Na sequência do movimento da “Maria da Fonte”, a conhecida revolta popular iniciada no Minho em 15 de Abril de 1846, provocada pelo aumento de impostos e pela lei dos enterramentos, um pouco por todo o país formaram-se juntas populares de apoio à revolta.
Convém recordar, para facilitar, que entre os liberais, vencedores da
guerra civil contra o absolutismo “miguelista”, se formaram duas tendências,
uma a dos defensores do regresso à Contituição de 1822, que limitava os poderes
do rei, outra a dos defensores da Carta Constitucional de 1826, que dava ao rei
um “quarto poder”, o “moderador”, sendo esta “Carta” que vigorou desde 1834 e,
com algumas interrupções e alterações, até 1910.
Em Setembro de 1836 deu-se uma revolta dos liberais anti-“cartistas”,
que passaram a ser designados por “setembristas”, e, em 1842, numa novo “golpe
palaciano”, os defensores da “Carta” voltaram ao poder, liderados por Costa
Cabral, passando a ser conhecidos também por “cabralistas”.
Desde então, a até à “regeneração” de 1851, confrontaram-se essas duas
tendências do “liberais”, os “setembristas”, também “patuleias” a partir de
1846, e os “cartistas” ou “cabralistas”, respectivamente, e para simplificar, a
“esquerda” e a “direita” dos “liberais”.
Para responder aos “anseios populares” desencadeados pela “Maria da
Fonte”, em 20 de Maio de 1846 a rainha
D. Maria II exonerou o governo “cabralista” e nomeou o “setembrista” Duque de
Palmela (1).
Torres Vedras não foi excepção no levantamento anti cabralista e no dia
25 de Maio realizou-se uma sessão camarária extraordinária para a subscrição de
um “Auto de Proclamação” de adesão “aos princípios do Grito Popular,
principiado na Provincia do Minho contra o sistema governativo no Ministério
Cabral”, jurando os 198 cidadãos torrienses subscritores dessa proclamação “não
mais obedecer” às ordens desse governo.
Nessa mesma sessão foi nomeada uma “junta” provisória presidida por um
jovem advogdo da vila, apenas com 27 anos, sem passado político conhecido, o
Dr. Francisco Maria de Carvalho, junta essa formada por 7 elementos, entre eles
o futuro Visconde de Balsemão.
Essa junta não tinha por objectivo substituir a Câmara em funções,
presidida desde a sua eleição, em Janeiro de 1845, por Francisco Tavares de
Medeiros, um “liberal” da velha guarda, mas apenas supervisionar a actividade
dessa Câmara.
Pelo contrário, uma das decisões
mais importantes dessa sessão foi nomear um novo administrador do concelho,
cargo de nomeação governamental, representante local do Governo Civil de
Lisboa.
A escolha recaiu no “cirurgião” Maurício José da Silva, homem com
simpatias “setembristas” e que vai ter um papel de destaque, como veremos mais
à frente, na organização de milícias na “Patuleia” (2).

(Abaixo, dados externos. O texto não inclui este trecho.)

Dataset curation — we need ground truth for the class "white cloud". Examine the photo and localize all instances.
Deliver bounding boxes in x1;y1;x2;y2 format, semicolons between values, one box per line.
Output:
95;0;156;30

Chegado ao poder, logo Palmela procurou dissolver as “juntas
revolucionárias” e em Junho, segundo Oliveira Martins, já todas tinham sido
dissolvidas, datando de 6 de Junho a última referência à “Junta” torriense.
Apesar da dissolução das Juntas, em Torres Vedras manteve-se em funções
o acima mencionado administrador “Patuleia” que, presente em sessão camarária
em 28 de Julho, mandou dissolver o executivo torriense, nomeando uma vereação
provisória, para ficar em funções até ser eleita uma nova Câmara nas eleições
municipais previstas para 27 de Setembro.
Para presidir a essa comissão foi escolhido o ex-presidente da “Junta
revolucionária” torriense, o jovem Francisco Maria de Carvalho.
Entre os membros dessa comissão administrativa apenas um deles tinha
passado político conhecido, como vereador substituto numa Câmara “setembrista”,
todos bastante jovens, tendo em conta a habitual média de idades dos anteriores
ocupantes desse cargo municipal.
Quando se deu a Batalha de Torres Vedras, em 22 de Dezembro, era essa a
comissão administrativa que se mantinha em funções, já que a Câmara eleita em
27 de Setembro, liderada por José Eduardo César e maioritariamente composta por
antigos “miguelistas”. nunca assumiu funções, isto porque o panorama político
voltou a mudar.
Na noite de 6 de Outubro, a cinco dias da data prevista para a eleição
dos deputados, com poderes constitucionais, a rainha demitiu o Duque de Palmela
e nomeou, para chefiar o governo, o Duque de Saldanha, apoiado por “cartistas
moderados”, acto considerado pelos “setembristas” um golpe de estado dos
“cabralistas”, conhecido pela “emboscada”.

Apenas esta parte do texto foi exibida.